Beaucoup de femmes remarquent des changements dans leur vision pendant la grossesse et n’osent pas en parler, pensant que ce n’est pas le sujet. C’est pourtant fréquent, en général bénin — et dans quelques cas précis, c’est un signal qu’il ne faut pas laisser passer.
Pourquoi la vision change pendant la grossesse
Les modifications hormonales de la grossesse agissent sur la rétention d’eau dans les tissus et sur la production de larmes. L’œil n’y échappe pas : la cornée peut s’épaissir très légèrement et se réhydrater différemment, ce qui suffit à modifier la mise au point de quelques dixièmes.
C’est temporaire. Dans la grande majorité des cas, tout rentre dans l’ordre dans les semaines ou les mois qui suivent l’accouchement, et davantage encore après la fin de l’allaitement.
Ce qui est fréquent et rassurant
La sécheresse oculaire. C’est le motif numéro un. Yeux qui piquent, sensation de grain de sable, larmoiement paradoxal en fin de journée. Des larmes artificielles sans conservateur soulagent bien ; elles s’utilisent sans difficulté pendant la grossesse.
Les lentilles qui deviennent inconfortables. Conséquence directe de la sécheresse et du léger changement de courbure cornéenne. La bonne réponse est généralement de repasser aux lunettes pendant quelques mois, plutôt que de forcer.
Une vision légèrement fluctuante. Un peu moins nette certains jours, notamment le soir. Tant que cela reste discret et variable, c’est banal.
Un point important sur les lunettes : ce n’est pas le moment de changer de correction. Une prescription établie pendant la grossesse risque de ne plus correspondre trois mois après l’accouchement. Sauf gêne majeure, mieux vaut attendre. Pour la même raison, une chirurgie réfractive ne se programme ni pendant la grossesse ni pendant l’allaitement — le temps que la réfraction se stabilise.

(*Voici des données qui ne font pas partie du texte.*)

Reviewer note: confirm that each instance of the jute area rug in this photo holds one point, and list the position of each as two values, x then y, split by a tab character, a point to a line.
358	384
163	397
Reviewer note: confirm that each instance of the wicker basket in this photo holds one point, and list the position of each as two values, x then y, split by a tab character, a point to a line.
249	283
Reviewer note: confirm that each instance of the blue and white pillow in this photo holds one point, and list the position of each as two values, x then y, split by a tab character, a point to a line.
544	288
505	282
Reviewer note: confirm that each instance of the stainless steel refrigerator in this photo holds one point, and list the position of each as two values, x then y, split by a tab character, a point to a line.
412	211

Ce qui doit amener à consulter rapidement
Certains signes visuels pendant la grossesse ne sont pas oculaires : ils sont le reflet d’un problème général.

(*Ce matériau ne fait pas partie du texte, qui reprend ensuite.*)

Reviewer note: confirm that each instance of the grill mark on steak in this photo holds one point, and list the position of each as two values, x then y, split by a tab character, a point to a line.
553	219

Vision floue soudaine, taches sombres, éclairs lumineux, sensibilité inhabituelle à la lumière, ou maux de tête intenses associés — surtout à partir du deuxième trimestre — peuvent accompagner une prééclampsie (hypertension de la grossesse). C’est une urgence obstétricale, et la vision est parfois le premier signe perçu par la patiente.
Dans ce cas, il ne faut pas chercher un ophtalmologue en premier : il faut contacter son obstétricien ou se rendre aux urgences, et faire mesurer sa tension artérielle.
Une vision double d’apparition récente justifie également un avis sans attendre.
Le cas particulier du diabète
C’est le point le plus important de cet article.
Une femme diabétique avant sa grossesse doit bénéficier d’un examen du fond d’œil, idéalement avant la conception et à nouveau pendant la grossesse. La raison : la grossesse peut accélérer l’évolution d’une rétinopathie diabétique existante, parfois rapidement.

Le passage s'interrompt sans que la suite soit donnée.